Considering the medieval setting, you’d figure that close combat would play a huge role in any given battle, but that’s far from the case. Magic and missile weapons are so powerful that you won’t even consider getting within arms reach of an opponent. What results are players finding spots on maps to camp. Also, players who are able to purchase powerful long-range weapons early in the game gain a huge advantage over the opposing team. This often makes Heretics and Druids the first choice of many players, since it’s easier for them to use and purchase long-range weapons. Tactical combat goes out the window at this point because of these inconsistencies.
Perhaps the biggest downfall of Legends of Might & Magic is a lack of imagination in the game. Considering all the possibilities, LOMM doesn’t take many chances. The only element I was surprised to see was monsters wandering about the environments, attacking both the good and evil teams at random. A nice addition to the genre but when you can’t heal injured heroes, it makes the monsters incredibly annoying. Why not introduce magical spells and potions that heal wounds? Why not introduce more skills or perhaps a detailed stat element to the game, thereby giving characters more depth and more defined rolls within the team. Why is it that when you quit a game, you lose your character and all the weapons/skills he or she has accumulated up to that point? Little things like this really take away from the fun and replay value of the game.

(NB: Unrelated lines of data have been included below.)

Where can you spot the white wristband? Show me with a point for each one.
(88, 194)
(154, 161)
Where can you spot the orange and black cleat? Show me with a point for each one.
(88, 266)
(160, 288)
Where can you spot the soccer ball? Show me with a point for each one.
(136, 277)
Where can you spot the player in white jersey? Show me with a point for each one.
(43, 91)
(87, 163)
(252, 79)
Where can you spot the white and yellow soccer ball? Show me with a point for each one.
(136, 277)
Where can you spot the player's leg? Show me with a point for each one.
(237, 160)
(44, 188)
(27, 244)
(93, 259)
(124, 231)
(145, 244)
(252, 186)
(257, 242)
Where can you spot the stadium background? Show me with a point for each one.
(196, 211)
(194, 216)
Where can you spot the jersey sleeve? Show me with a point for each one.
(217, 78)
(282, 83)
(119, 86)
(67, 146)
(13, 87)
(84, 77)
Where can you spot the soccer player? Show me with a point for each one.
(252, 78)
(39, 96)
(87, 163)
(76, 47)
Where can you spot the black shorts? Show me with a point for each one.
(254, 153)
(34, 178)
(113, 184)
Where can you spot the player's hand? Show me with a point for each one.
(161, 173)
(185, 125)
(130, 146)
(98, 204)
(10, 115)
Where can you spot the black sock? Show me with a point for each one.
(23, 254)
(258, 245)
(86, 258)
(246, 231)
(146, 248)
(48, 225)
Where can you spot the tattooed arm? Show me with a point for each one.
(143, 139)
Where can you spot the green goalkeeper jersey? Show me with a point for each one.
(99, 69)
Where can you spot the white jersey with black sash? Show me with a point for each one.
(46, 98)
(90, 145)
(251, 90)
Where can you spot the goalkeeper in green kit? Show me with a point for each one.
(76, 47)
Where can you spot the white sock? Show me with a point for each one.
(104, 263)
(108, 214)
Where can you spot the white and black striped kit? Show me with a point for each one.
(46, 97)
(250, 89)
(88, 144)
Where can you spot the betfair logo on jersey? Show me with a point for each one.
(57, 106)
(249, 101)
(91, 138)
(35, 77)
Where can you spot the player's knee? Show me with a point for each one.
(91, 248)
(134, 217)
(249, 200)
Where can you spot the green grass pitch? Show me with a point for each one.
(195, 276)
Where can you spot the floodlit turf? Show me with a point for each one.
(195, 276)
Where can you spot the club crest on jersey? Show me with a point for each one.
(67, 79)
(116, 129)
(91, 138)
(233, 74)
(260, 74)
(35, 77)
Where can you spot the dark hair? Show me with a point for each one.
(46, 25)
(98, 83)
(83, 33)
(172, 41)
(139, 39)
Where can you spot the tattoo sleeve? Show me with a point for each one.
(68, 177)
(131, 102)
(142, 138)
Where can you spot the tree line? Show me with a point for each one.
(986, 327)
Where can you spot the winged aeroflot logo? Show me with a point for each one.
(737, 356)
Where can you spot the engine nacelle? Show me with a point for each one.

Legends of Might & Magic features an assortment of game types, some similar in nature to the likes of Counter-Strike. For example, Capture the Flag is replaced with Capture the Sword. Rescue the Princess is a game in which a designated team attempts to rescue the fair maiden while the opposing team tries to prevent her escape. Warlord places one of the team members in the roll of the Warlord, whose objective it is to leave the map via the exit. The opposing team’s objective is to destroy the Warlord before he leaves play. Last but not least, Kill the Dragon is a game that pits teams in a race to destroy a powerful dragon, which is no small feat. Each of the four game modes can be played on any of the 20 maps provided with Legends of Might & Magic, but many of the maps are quite small. Couple that with the lack of a map editor and you’ll likely find yourself growing tired of the provided maps pretty quickly. There is a single-player element to Legends of Might & Magic, but it is quite thin. 3DO chose not to include bots in the single-player game so the only thing you’ll bump into are the monsters that wander around each of the maps, unintelligent beasts to say the least.
Visually, Legends of Might and Magic is a mixed bag. Powered by the Lithtech engine, the environments, which include a variety of outdoor arenas, mountainous regions, towers and dungeons, just to name a few, are relatively sharp due in part to the use of vibrant colors. Character animations, on the other hand, are shaky at best and graphical glitches can be found throughout the game.
Ambitious heroes are sure to be disappointed when they head online to join a Legends of Might and Magic server. They are far from overpopulated and it’s not really surprising. I’m sure many gamers experienced the same feelings that I experienced when first playing the game. It was fun to run around in the first few contests but the action got stale pretty quick. A lack of creativity pretty much sums it all up. Whether with respect to classes, weapons, maps, or ideas in general, there’s not a whole lot to brag about. The potential is certainly there for an intriguing experience, but a lack of inspiration eventually spells the demise of Legends of Might and Magic.